No deficit in dollars to finance Libya war

Updated: August 4, 2011 4:20PM



What is all this crazy talk about the United States government spending too much money and running up huge bills it cannot pay? Why all this shrieking and hair-pulling on Capitol Hill over deficit reduction and increasing the debt limit?

Talk about a tempest in a tea bag. The United States is rolling in dough. We have so much of it, in fact, that we are dropping it on foreign countries. In the form of bombs and missiles.

We are so rich, we are financing our third war, this one in Libya, and picking up not only our own costs, but much of NATO’s costs, as well.

On March 18, President Obama said the United States would be actively involved in any military action against Libya for “days, not weeks.” Libya was going to be our abet-it-and-forget-it war. But here it is more than a month later, and we are still actively involved. The official Pentagon estimate is that the war in Libya cost us $608 million for the first 17 days.

Some think that is a laughable underestimate, except that nobody is laughing. Forbes reported at the end of March that “what looks like an inexpensive military operation in Libya is actually costing taxpayers about $2 billion per day.”

Technically, the air war in Libya is being fought by NATO. But the U.S., in addition to paying for our own forces, pays about a quarter of NATO’s budget, about $811.7 million per year.

And how is NATO doing in Libya, by the way?

Not all that well.

According to a NATO spokesman: “Moammar Gadhafi is fighting a war on several fronts. What’s still not clear a month into the fight is whether the rebels have the ability to exploit Gadhafi’s weakness by mounting a new offensive, taking ground, holding it all while continuing to their march toward Tripoli.”

Oh, is that all?

Not all of NATO is engaged in Libya. Germany says it supports NATO’s goals but doesn’t want any part of the fighting.

Winslow Wheeler, director of the Straus Military Reform Project at the Center for Defense Information, says the German decision not to join in the mission reflects the divisions within NATO.

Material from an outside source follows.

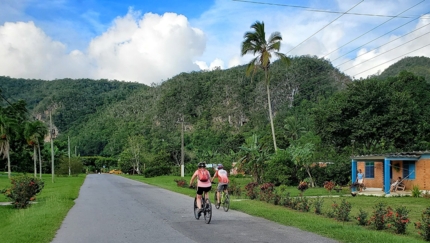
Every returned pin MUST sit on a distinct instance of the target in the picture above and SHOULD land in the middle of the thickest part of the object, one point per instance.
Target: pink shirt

“Nobody attacked any NATO country, so I don’t know why NATO is involved,” Wheeler said. “The German decision is a more appropriate one than the American decision. They don’t see the rest of the world as their problem.”

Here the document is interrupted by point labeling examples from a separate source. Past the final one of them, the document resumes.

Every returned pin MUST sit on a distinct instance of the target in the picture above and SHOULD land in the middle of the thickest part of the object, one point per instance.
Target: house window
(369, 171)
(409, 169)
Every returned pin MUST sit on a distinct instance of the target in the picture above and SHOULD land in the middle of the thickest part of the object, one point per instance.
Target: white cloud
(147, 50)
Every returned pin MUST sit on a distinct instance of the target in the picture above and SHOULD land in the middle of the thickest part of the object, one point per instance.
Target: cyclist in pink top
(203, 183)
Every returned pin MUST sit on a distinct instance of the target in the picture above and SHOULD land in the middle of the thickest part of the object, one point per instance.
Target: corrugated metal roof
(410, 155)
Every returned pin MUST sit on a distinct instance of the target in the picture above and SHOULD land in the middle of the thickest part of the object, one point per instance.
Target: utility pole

But we do. President Obama appears to conflate the civil war in Libya with the Rwanda genocide of 1994, in which 500,000 to 1 million people were murdered. The numbers in Libya are nothing like that, but I suppose Obama can claim they would have been if the U.S. had not acted.

The U.S. and NATO were hoping airpower alone would be enough to defeat Gadhafi, but this no longer seems likely, and Britain, France and Italy are now moving military “advisers” into Libya.

“The big question is, how long does Gadhafi hold out?” asks Ray Dubois, a senior adviser at the Center for Strategic and International Studies. “He’s got a lot of gold bullion buried in the desert and lots of hundred-dollar bills hidden in suitcases. He’s not about to retire to the south of France.”

The European press is full of ominous references to “mission creep” and “Vietnam” and “exit strategies.” The NATO countries are not exactly rolling in euros these days, and there is talk that the fighting is already too expensive to be sustained for very long.

But Europe should take a page from the U.S. playbook: War is never too expensive. Heck, we are fighting three of them. Remember Iraq and Afghanistan? They haven’t gone away, we’re still paying for them, and according to an article in Stars and Stripes: “Joseph Stiglitz, who received the 2000 Nobel Prize for Economics, and Linda Bilmes, a public policy professor at Harvard University, predict the combined costs (including health care of vets) will likely push the true long-term cost of the wars over the $4 trillion mark.”

Which worries me a little: A trillion here, a trillion there, and pretty soon we are talking about real money.